C'est pourquoi je reste très circonspect
devant les propos actuels sur le travail, malgré la confiance que
j'ai en Raymond Millot qui les cite. En y réfléchissant,
je trouve au moins deux raisons à mes réticences :
- La première naît sans doute de
l'aura d'audace et de précursion qui entoure ce genre de propos
alors qu'ils me semblent avoir été le quotidien de l'engagement
de tout le mouvement socialiste depuis un siècle et demi. En d'autres
termes, tout ce qui est dit de la nécessité d'élaborer
une "politique de civilisation où solidarité, convivialité,
moralité, écologie, qualité de vie sont conçues
ensemble" me semble être une simple transcription pour classe moyenne
des paroles de l'Internationale. Dès lors, le silence sur la cohérence
de cette réflexion avec l'histoire du mouvement ouvrier (notamment
des luttes permanentes pour la réduction du temps de travail) n'est
pas sans surprendre. Des Canuts aux actions actuelles contre les privatisations,
il y a une continuité et une cohérence qu'il est indispensable
de souligner. C'est pourquoi me gênent les remarques selon lesquelles
les chômeurs seraient trop attachés à un travail qui
les aliène. Ils freineraient ainsi les indispensables mutations
que tant d'experts appellent de leurs voeux. Quand on a pour vivre seulement
de la force de travail à vendre, je trouve qu'on a quelques raisons
de tenir à la garantie qu'elle soit achetée.
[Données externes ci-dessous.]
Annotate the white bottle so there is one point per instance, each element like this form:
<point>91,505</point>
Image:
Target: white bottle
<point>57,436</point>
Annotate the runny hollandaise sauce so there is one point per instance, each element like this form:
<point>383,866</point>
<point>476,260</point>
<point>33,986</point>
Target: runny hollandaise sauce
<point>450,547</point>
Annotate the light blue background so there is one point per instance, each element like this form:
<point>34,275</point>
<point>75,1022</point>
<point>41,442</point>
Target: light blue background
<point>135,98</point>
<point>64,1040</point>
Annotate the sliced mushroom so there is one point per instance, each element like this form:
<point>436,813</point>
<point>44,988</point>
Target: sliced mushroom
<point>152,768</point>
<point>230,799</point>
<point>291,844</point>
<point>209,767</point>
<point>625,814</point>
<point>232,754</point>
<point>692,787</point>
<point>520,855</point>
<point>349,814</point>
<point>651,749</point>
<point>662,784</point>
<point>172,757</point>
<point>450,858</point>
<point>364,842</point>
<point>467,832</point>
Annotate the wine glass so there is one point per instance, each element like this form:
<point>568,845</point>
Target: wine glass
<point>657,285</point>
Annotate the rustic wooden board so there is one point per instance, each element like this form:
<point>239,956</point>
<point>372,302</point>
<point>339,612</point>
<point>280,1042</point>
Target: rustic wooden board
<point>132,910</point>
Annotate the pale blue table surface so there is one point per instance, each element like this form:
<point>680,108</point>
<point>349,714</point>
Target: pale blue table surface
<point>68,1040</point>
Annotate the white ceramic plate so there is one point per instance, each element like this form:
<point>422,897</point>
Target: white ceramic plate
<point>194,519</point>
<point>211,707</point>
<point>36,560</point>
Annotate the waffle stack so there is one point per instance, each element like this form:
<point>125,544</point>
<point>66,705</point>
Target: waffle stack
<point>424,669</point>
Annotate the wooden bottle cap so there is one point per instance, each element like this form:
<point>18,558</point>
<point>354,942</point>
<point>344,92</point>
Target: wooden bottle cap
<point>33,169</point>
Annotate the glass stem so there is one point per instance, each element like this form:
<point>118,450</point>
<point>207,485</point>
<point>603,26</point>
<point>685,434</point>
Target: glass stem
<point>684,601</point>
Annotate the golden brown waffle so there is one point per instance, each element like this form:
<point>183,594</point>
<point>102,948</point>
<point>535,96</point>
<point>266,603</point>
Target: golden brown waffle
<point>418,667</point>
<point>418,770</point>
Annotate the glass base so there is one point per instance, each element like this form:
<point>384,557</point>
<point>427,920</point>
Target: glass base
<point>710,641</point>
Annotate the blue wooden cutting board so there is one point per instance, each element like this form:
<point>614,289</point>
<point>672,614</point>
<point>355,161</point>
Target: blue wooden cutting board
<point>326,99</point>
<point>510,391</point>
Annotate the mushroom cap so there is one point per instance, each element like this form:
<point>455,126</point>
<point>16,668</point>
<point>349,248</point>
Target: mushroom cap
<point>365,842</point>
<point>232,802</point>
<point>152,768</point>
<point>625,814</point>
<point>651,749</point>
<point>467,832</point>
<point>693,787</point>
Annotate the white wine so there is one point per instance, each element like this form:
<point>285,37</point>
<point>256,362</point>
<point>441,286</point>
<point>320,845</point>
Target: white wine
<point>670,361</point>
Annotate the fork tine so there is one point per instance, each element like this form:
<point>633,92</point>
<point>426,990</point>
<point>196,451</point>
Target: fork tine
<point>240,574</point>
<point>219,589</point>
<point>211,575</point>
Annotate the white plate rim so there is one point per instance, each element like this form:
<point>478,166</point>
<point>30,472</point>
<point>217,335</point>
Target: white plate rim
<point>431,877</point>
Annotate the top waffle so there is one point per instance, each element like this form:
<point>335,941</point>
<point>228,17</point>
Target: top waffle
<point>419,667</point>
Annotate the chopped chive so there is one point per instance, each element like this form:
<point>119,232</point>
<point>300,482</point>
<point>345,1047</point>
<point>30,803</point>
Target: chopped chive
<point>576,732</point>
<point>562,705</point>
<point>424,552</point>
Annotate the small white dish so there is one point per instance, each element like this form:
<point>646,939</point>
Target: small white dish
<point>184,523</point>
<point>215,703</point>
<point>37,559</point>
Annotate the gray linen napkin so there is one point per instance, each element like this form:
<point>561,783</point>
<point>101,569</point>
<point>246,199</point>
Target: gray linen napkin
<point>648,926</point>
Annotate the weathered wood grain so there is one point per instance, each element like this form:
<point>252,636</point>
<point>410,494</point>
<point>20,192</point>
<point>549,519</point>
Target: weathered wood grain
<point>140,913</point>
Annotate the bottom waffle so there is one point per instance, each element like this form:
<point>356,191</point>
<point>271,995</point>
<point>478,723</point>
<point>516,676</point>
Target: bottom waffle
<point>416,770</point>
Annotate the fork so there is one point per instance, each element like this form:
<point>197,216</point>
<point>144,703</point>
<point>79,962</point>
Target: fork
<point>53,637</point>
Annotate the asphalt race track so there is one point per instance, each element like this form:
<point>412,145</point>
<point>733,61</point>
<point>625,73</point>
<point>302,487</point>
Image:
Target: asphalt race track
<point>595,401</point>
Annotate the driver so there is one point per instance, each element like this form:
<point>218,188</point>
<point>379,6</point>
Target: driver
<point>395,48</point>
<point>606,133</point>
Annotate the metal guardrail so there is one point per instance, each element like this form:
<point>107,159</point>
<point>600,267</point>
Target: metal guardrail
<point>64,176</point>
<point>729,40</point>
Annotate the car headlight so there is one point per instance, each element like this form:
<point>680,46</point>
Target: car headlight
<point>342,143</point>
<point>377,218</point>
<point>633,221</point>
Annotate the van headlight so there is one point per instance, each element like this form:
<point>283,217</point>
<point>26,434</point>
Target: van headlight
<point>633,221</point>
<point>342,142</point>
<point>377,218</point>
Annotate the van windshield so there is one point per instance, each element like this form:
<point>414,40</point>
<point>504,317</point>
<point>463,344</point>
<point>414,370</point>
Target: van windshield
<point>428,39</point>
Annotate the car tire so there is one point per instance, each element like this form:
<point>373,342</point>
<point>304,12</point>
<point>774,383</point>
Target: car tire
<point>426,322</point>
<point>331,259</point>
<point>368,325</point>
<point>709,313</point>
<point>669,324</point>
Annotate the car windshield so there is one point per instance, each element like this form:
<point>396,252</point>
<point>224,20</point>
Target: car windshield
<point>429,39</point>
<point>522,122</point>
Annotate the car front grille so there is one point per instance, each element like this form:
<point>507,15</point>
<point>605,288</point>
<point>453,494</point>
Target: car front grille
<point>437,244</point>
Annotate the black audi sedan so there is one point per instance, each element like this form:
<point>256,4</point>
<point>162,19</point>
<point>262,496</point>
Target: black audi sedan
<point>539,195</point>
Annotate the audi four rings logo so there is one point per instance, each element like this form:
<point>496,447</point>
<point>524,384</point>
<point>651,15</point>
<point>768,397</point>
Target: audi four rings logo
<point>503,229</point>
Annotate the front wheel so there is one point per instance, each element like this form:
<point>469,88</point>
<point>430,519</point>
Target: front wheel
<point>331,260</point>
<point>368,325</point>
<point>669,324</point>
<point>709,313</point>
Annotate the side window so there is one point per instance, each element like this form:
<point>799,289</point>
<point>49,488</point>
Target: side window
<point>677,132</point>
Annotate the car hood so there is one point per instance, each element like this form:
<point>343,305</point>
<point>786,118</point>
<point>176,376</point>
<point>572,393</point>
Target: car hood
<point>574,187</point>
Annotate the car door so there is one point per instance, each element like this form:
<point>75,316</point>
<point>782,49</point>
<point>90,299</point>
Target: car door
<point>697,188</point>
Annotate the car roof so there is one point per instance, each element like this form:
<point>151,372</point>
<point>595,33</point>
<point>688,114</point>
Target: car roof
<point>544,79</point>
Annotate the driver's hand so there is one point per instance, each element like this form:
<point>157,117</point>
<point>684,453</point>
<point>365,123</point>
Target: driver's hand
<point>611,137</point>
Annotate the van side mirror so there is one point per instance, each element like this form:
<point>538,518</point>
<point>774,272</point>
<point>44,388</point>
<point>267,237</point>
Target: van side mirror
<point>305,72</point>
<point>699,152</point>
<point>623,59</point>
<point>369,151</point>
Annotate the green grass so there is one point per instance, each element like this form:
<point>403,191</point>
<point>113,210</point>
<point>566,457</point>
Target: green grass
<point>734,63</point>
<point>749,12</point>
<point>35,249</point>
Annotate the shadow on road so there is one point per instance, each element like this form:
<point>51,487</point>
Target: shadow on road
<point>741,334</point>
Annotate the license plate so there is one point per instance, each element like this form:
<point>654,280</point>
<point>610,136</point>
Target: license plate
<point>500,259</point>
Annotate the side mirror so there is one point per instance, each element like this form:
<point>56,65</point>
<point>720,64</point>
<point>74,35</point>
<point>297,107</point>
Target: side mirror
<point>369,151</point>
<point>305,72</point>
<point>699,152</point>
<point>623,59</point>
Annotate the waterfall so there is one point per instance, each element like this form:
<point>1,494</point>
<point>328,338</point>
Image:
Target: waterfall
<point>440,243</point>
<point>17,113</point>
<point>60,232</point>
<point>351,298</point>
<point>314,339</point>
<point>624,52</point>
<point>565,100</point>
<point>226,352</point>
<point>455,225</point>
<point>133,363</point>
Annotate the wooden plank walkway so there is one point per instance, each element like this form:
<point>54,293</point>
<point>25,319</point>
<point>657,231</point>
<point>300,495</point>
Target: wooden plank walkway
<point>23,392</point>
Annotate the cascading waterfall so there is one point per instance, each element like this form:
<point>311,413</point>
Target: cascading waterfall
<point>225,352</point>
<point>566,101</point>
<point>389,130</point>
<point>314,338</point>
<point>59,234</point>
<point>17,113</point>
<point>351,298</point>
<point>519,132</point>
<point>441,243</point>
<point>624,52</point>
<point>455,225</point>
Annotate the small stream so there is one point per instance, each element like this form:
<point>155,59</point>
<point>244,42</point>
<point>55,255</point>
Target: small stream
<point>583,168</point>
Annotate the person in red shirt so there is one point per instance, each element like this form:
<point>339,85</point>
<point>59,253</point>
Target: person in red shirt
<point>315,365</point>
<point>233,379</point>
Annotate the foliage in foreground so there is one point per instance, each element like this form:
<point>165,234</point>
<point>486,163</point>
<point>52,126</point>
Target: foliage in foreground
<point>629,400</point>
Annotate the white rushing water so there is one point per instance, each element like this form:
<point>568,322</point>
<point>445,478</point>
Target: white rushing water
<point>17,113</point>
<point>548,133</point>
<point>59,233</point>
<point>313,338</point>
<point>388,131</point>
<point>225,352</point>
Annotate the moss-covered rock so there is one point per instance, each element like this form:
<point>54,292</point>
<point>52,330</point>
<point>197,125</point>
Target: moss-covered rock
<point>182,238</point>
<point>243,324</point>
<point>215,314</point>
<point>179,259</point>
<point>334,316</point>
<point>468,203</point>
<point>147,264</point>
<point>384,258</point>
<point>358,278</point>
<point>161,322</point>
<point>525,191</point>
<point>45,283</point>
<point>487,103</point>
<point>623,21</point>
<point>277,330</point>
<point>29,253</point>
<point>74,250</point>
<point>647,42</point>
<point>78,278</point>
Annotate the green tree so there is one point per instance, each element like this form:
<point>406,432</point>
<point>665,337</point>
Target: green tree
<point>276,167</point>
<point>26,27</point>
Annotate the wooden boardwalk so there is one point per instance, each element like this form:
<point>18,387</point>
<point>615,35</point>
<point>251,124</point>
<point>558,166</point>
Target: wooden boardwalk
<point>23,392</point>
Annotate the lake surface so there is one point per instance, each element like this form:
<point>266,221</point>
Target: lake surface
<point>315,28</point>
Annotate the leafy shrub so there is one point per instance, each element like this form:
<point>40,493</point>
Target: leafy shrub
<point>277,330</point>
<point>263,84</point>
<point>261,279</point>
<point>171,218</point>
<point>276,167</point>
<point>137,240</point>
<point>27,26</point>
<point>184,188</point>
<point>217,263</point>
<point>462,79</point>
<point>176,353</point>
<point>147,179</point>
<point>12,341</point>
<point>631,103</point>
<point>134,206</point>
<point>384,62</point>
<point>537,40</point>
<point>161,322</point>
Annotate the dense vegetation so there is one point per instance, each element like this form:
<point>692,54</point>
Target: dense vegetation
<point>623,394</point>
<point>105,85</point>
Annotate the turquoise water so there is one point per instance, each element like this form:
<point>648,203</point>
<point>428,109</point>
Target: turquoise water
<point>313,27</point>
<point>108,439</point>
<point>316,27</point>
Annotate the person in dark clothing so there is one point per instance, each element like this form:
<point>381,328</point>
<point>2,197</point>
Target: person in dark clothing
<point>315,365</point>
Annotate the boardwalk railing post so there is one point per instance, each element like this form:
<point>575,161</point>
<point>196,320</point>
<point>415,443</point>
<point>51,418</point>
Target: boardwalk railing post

Mais, que je
sache, le mouvement ouvrier ne s'est jamais opposé à l'abaissement
de la durée de la semaine de travail ou à une sixième
semaine de congés... Sans diminution de salaire évidemment.
Et c'est bien cette condition qui fait s'esclaffer ! La belle affaire...
Regardez-moi ces irresponsables qui devraient déjà remercier
le ciel d'avoir encore un petit boulot ! Le silence des experts sur ce
point me navre car eux savent que ce n'est pas le temps de travail qui
est payé mais la force de travail évaluée au coût
de son renouvellement. Même dans la logique du capitalisme, les gains
de productivité, s'ils ont des conséquences sur la durée
de travail n'en ont aucune sur le coût du renouvellement de la force
de travail. Simplement, le capitalisme ne veut même plus prendre
à sa charge le coût de la force de travail. Ne pas revenir
en permanence sur cette évidence, c'est vraiment laisser Marx en
dehors du débat : on peut aujourd'hui, si la productivité
a augmenté, réduire dans la même proportion la durée
du travail et ceci sans diminution de salaire puisque le salaire n'a jamais
rétribué un temps mais une force de travail. Sauf si on veut
"profiter" des gains de productivité pour augmenter encore les profits
mais alors là tout devient explosif. On peut encore produire mais
il n'y a plus personne pour consommer...
Comme l'écrit Emile Poulat (1):
"'Tu enfanteras...', 'tu travailleras...' L'homme a travaillé ;
la femme a enfanté. Nous arrivons au temps d'un développement
illimité sur une terre limitée, où la masse humaine
devient encombrante et superflue. (...) Que faire de cette foule inéducable
dont le coût social se fait insupportable ? Ce n'est pas qu'il y
ait trop d'hommes à nourrir, comme le croyait Malthus, mais qu'on
sait produire désormais sans tout ce monde à charge et que
l'économie n'est pas préposée à la philanthropie."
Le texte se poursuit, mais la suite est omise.